Mysqli extension for php 5

I want to enable mysqli extension on Centos server where PHP 5 is installed. After searching online, I saw many people talking about uncommenting mysqli related line in the php.ini and I couldn’t find anything related to mysqli in my php.ini file.

The following returns nothing : php -m | grep mysqli

Could anyone please tell me how can I trouble shoot this problem?

What sub version of PHP 5 are you running?

The first couple of times I installed PHP on my CentOS 7, I don’t recall uncommenting anything. Though I was installing PHP 7. This was last year so I haven’t brushed up on it neither have I used my CentOS 7 for a while.

I believe all you have to do is just

yum -y install php-mysqli

As you would with any package. You generally do the same thing in Ubuntu as well. Say we want to install cURL since it hasn’t been installed on Ubuntu, we would install it depending on which version of PHP we are using.

For PHP 5, it’s

sudo apt-get -y install php5-curl

For PHP 7, it’s

sudo apt-get -y install php7.0-curl

Here is my CentOS 7 php.ini file. As you can see, the extensions aren’t managed in php.ini as if it would on Windows. They are maintained in a different way.

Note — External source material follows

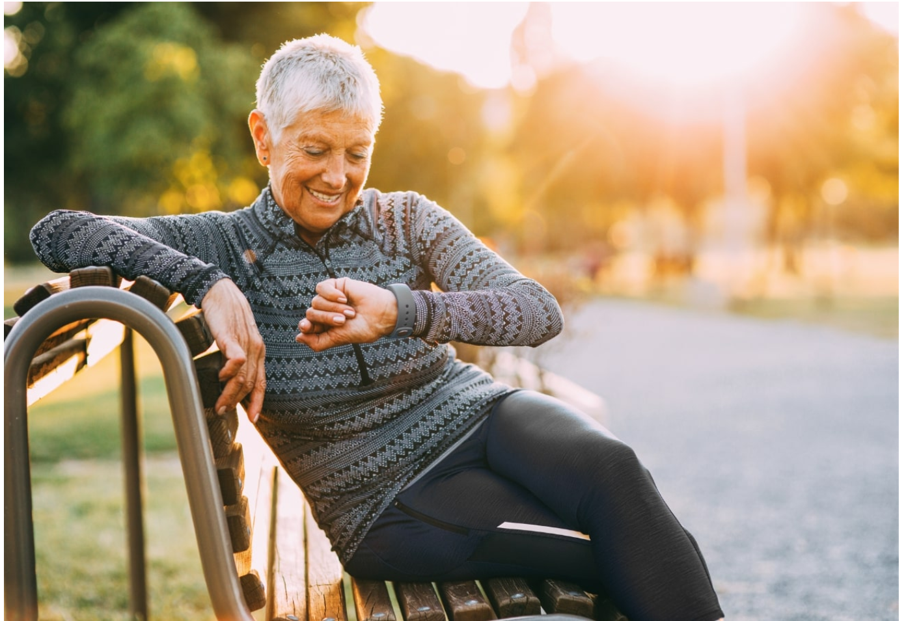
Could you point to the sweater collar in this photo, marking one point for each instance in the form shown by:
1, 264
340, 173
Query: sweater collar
280, 227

I am using PHP Version 5.4.16

@spaceshiptrooper Thanks for sharing your ini file. I tried running the following and got the following results. However, the following command started returning result which was returning nothing last time I checked:

]$ php -m | grep mysqli
mysqli
 ]$ sudo yum -y install php-mysqli
Loaded plugins: langpacks, rhnplugin, ulninfo
This system is receiving updates from ULN.
ol7_x86_64_UEKR3                                                                                                                      | 1.2 kB  00:00:00
ol7_x86_64_latest                                                                                                                     | 1.4 kB  00:00:00
Package php-mysql-5.4.16-42.el7.x86_64 already installed and latest version
Nothing to do

It might be worth checking that the php.ini file that PHP is using is the one you think it’s using. Sometimes a server might have multiple php.ini files. Use phpinfo() to see which one PHP is actually using

Thanks everyone. The command php -m | grep mysqli seems to be returning the result for some reason and I believe the issue has been resolved.